Она вовремя пресекла мгновенный жалостливый порыв по-родственному обнять его. Но рассудительность эта смутила ее обидной жестокой значительностью, и Серафима, вспыхнув, шагнула к нему через порог.
Выронив палку, Истягин поймал взлетевшие для объятия руки ее, с неожиданной для хворого силой прижал к бедрам.
— Запахни кимоно.
Как при чужом строгом окрике, она поспешно запахнулась.
— Чего же стоим? Заходи.
Истягин поднял ореховую палку, расправил свои усы вразлет, спросил с пугающей застенчивостью:
— А что, можно?
— Заходи… пока одна.
«Если и доконает он меня, то только своей покорностью… мстительным всепониманием», — подумала Серафима. И вся взялась одним огнем: разжечь в Истягине злость и решительность, чтоб разрубил все узлы разом.
— …Пока одна, заходи.
Истягин положил вещмешок под вешалку у порога, выпрямился. И тут Серафиме показалось: тяжелый, крутого замеса опыт (не расхлебать за всю жизнь) вытемнился на его лице с какими-то продавами и опаленностью.
— Ну, что с ногой, Антон? Война уж год как закончилась.
— Э-э-эта морская. Еще много-много лет будут рваться.
По давней, забытой и вновь припоминаемой привычке они легко ощупывали плечи друг друга, не готовые на большее, когда короткий нечеловеческий хохоток-клекот хлестнул Серафиму. Вздрогнув, она опасливо взглянула на Истягина — рот его сурово спаян.
— Не пугайся. Это я после контузии так веселюсь… когда накатывает радость.
Сославшись на неотложные дела у военного коменданта, Истягин ушел.
Серафима помаленьку отдышалась от непривычной стесненности в груди.
Попросив родственницу Лялю приготовить стол к встрече воина, Серафима заспешила к матери и бабушке за советом — лучших подруг не сыскать.
Во все времена были домоседки и были предпочитавшие своему женскому обществу мужские компании. Бабушка Вера, и мать Катерина, и Серафима вольнее и радостнее чувствовали себя среди мужчин — меньше мельчат, да и болтовня умно-рисковая. Не о тряпках.
Серафима зашла в педагогический институт (мать и по воскресеньям иногда работала в своем ректорском кабинете). Бродило по коридорам несколько общественниц особенной судьбы (одинокие), да еще два-три мужика, жены которых примирились с их поздними возвращениями домой.
Прежде Серафима остановилась бы поболтать с кем-нибудь из них. Но теперь ей было не до того — сумятица в душе. И она свернула влево; оказалась в тупичке перед полуоткрытой дверью буфета.
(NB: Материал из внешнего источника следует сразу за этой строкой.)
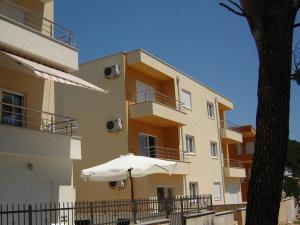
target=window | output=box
[210,141,218,158]
[207,102,215,119]
[185,135,195,154]
[236,143,242,155]
[181,89,192,109]
[246,142,254,154]
[246,168,251,179]
[0,89,24,127]
[135,80,155,103]
[190,182,198,197]
[156,187,174,200]
[213,182,222,201]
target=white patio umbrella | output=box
[81,154,176,201]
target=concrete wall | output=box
[0,154,75,204]
[278,197,298,225]
[55,54,130,201]
[215,211,235,225]
[56,51,241,204]
[224,177,243,204]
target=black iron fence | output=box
[0,101,79,136]
[0,195,212,225]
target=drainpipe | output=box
[176,77,187,195]
[215,98,226,205]
[176,77,185,160]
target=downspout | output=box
[176,77,187,195]
[215,98,226,205]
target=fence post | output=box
[197,195,200,212]
[180,196,185,225]
[133,200,137,224]
[28,205,32,225]
[209,195,213,210]
[90,202,94,224]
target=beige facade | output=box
[55,50,246,204]
[0,0,85,204]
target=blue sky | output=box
[55,0,300,140]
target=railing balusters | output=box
[0,102,78,136]
[0,0,75,47]
[0,195,212,225]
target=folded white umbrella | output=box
[81,154,176,182]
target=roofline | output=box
[125,48,233,103]
[79,51,127,65]
[79,48,233,103]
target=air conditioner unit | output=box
[104,65,120,79]
[108,180,125,189]
[106,119,123,132]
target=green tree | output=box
[220,0,300,225]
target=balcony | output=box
[129,90,186,127]
[0,102,81,160]
[224,159,246,178]
[127,49,178,81]
[220,120,243,144]
[0,0,78,72]
[135,146,191,175]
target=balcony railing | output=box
[0,0,75,47]
[220,120,240,133]
[139,146,185,161]
[224,159,244,168]
[0,102,78,136]
[129,89,184,111]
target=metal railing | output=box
[220,120,240,133]
[0,195,212,225]
[139,146,185,161]
[0,0,76,47]
[0,102,78,136]
[129,89,184,111]
[224,158,244,168]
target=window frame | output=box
[180,88,193,110]
[210,141,219,159]
[185,134,196,155]
[189,181,199,197]
[206,101,216,119]
[213,181,222,201]
[0,86,26,127]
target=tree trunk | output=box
[241,0,296,225]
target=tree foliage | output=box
[286,140,300,178]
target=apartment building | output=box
[0,0,105,204]
[56,49,245,204]
[224,125,256,202]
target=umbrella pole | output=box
[128,168,137,224]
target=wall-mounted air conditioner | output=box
[104,65,120,79]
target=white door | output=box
[229,184,239,204]
[135,80,154,103]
Услыхала грудной голос Клавы Бобовниковой, с отделения восточных языков, служившей в войну в отделе флота по работе среди войск противника.
— Ох, Манька, хозяина-мужика мне надо. Понимаешь? Материнского во мне много, жалеть охота… Эх, какой орел был мой Вася! Сгорел. Сима, заходи.
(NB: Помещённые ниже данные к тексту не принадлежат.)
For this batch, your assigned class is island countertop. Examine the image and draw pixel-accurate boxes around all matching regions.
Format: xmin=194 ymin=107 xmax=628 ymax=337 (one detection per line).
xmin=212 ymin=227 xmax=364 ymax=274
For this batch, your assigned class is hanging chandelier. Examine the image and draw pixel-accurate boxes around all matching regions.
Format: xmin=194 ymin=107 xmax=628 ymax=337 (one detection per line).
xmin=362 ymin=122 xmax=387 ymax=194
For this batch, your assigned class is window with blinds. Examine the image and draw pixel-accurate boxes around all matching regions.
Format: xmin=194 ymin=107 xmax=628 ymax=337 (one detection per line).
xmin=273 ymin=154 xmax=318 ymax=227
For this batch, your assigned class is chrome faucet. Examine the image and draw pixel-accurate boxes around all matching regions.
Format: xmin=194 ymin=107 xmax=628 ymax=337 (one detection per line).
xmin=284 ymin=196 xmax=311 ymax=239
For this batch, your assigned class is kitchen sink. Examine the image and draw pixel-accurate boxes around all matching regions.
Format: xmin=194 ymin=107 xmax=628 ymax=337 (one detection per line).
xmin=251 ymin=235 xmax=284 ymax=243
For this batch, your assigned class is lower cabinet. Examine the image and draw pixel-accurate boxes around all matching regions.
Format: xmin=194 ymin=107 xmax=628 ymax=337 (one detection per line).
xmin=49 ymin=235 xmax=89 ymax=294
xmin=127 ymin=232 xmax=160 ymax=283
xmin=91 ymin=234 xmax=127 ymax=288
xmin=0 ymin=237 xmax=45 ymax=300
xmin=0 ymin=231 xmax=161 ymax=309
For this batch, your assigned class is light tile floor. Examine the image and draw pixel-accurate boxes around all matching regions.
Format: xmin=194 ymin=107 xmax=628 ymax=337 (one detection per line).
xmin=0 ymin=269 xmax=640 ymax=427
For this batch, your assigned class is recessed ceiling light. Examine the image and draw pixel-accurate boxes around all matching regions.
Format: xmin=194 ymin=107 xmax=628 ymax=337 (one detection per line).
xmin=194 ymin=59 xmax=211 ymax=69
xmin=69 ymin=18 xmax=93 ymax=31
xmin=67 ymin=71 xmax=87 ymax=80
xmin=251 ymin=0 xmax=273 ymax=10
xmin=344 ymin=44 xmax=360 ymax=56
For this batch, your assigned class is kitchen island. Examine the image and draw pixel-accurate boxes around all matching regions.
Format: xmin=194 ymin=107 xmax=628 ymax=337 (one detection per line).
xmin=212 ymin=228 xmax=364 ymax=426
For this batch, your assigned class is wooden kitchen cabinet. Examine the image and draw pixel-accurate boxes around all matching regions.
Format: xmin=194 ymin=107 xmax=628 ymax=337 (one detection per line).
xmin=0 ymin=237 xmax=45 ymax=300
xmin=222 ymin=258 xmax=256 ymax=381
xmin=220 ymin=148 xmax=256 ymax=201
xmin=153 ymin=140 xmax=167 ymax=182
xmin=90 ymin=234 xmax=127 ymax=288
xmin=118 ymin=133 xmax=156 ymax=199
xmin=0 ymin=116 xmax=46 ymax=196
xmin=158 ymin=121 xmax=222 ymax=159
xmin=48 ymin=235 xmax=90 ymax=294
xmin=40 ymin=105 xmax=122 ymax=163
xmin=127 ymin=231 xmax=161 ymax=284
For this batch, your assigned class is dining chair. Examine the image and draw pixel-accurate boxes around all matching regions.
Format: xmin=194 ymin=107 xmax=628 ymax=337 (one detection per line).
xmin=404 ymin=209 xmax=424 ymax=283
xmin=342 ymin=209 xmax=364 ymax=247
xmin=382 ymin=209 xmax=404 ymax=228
Бобовникова разомлела после какого-то совещания, откинула шарфик со своих прекрасных плеч. Красавица, только несколько грузновата, да норовистые ноздри. Все равно милая.
— Понимаешь, подружка Максимовна, тут вот Маня жаловалась до твоего прихода: нонешние разве мужья? Хорошие на войне смертью храбрых пали. Или изувечены. Остались кто? Одни — пьют и мрут, другие дерутся, по бабам побираются — ничего, жалостливые подают. Третьих куда-то тоска загоняет. Маня, плесни нам с Серафимой Максимовной по пятьдесят граммов ямайского…
Маня сказала, бывают невезучие крестьяне — не стоит скотина на дворе: то волчок зарежет, то медведушко сломает, а то и сама корова возьмет и откинет в сторону ноги… У бати ее в таежном поселке так-то вот не ладилось — падал скот.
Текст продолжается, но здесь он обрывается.